Big Lots reported a net loss of $84.2 million for Q2 2022, with net sales decreasing by 7.6% to $1.35 billion compared to the same period last year. The decline was driven by a comparable sales decrease of 9.2%. The company is focused on managing costs, repositioning its assortment, and enhancing its balance sheet.
Q2 GAAP EPS loss of $2.91; adjusted EPS loss of $2.28.
Net sales for the second quarter of fiscal 2022 totaled $1.35 billion, a 7.6% decrease compared to $1.46 billion for the same period last year.
Comparable sales decreased 9.2% compared to the same period last year.
Inventory ended the second quarter of fiscal 2022 at $1,159.0 million.
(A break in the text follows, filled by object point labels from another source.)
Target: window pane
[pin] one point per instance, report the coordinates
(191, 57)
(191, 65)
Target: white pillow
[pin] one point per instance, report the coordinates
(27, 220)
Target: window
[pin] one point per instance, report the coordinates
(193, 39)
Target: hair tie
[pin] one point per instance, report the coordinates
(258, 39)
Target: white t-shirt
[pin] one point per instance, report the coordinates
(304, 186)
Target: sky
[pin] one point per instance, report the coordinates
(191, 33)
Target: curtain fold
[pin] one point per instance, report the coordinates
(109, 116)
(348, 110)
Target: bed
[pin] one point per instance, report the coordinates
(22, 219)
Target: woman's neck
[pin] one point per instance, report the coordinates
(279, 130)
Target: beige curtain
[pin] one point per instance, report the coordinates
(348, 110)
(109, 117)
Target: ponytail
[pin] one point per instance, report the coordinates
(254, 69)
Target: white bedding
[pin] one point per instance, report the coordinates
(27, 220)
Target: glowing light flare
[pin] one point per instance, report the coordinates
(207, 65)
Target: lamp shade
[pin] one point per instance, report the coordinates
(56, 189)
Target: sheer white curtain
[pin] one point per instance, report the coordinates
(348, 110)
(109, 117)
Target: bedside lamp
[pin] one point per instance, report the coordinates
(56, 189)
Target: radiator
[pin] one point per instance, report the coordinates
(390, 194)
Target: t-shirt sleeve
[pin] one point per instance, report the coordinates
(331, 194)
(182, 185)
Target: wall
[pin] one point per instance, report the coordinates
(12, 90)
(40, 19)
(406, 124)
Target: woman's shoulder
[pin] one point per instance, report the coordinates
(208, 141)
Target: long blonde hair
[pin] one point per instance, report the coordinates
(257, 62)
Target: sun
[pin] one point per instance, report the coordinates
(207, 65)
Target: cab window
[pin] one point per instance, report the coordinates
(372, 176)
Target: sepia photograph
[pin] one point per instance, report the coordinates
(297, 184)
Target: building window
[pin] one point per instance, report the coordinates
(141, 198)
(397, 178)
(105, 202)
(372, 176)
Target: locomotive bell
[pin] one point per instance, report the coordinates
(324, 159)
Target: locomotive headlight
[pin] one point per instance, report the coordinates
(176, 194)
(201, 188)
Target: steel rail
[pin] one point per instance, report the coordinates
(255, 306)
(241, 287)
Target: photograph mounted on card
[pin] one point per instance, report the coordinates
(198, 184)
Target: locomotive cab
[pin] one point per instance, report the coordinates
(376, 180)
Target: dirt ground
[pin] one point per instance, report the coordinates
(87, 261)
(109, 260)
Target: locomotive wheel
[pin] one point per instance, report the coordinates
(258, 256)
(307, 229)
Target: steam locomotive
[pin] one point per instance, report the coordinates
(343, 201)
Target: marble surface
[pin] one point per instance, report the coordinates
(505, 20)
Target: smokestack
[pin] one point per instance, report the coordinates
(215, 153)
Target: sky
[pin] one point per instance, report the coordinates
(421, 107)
For the third quarter, the company expects one-year comps to be down in the low double-digit range. Net new stores will add about 140 bps of growth versus 2021. The company expects continued significant promotional activity in Q3, resulting in a quarter gross margin rate into the mid-30s, and that SG&A dollars will grow low single- digits to 2021. Given an atypically wide range of outcomes, the company is not providing EPS guidance at this point. The company expects a share count of approximately 28.9 million for Q3. The company is taking aggressive actions to significantly improve the gross margin rate in Q4, to a rate that is approximately in-line with the prior year quarter. In addition, the company will continue to take actions to reduce expenses.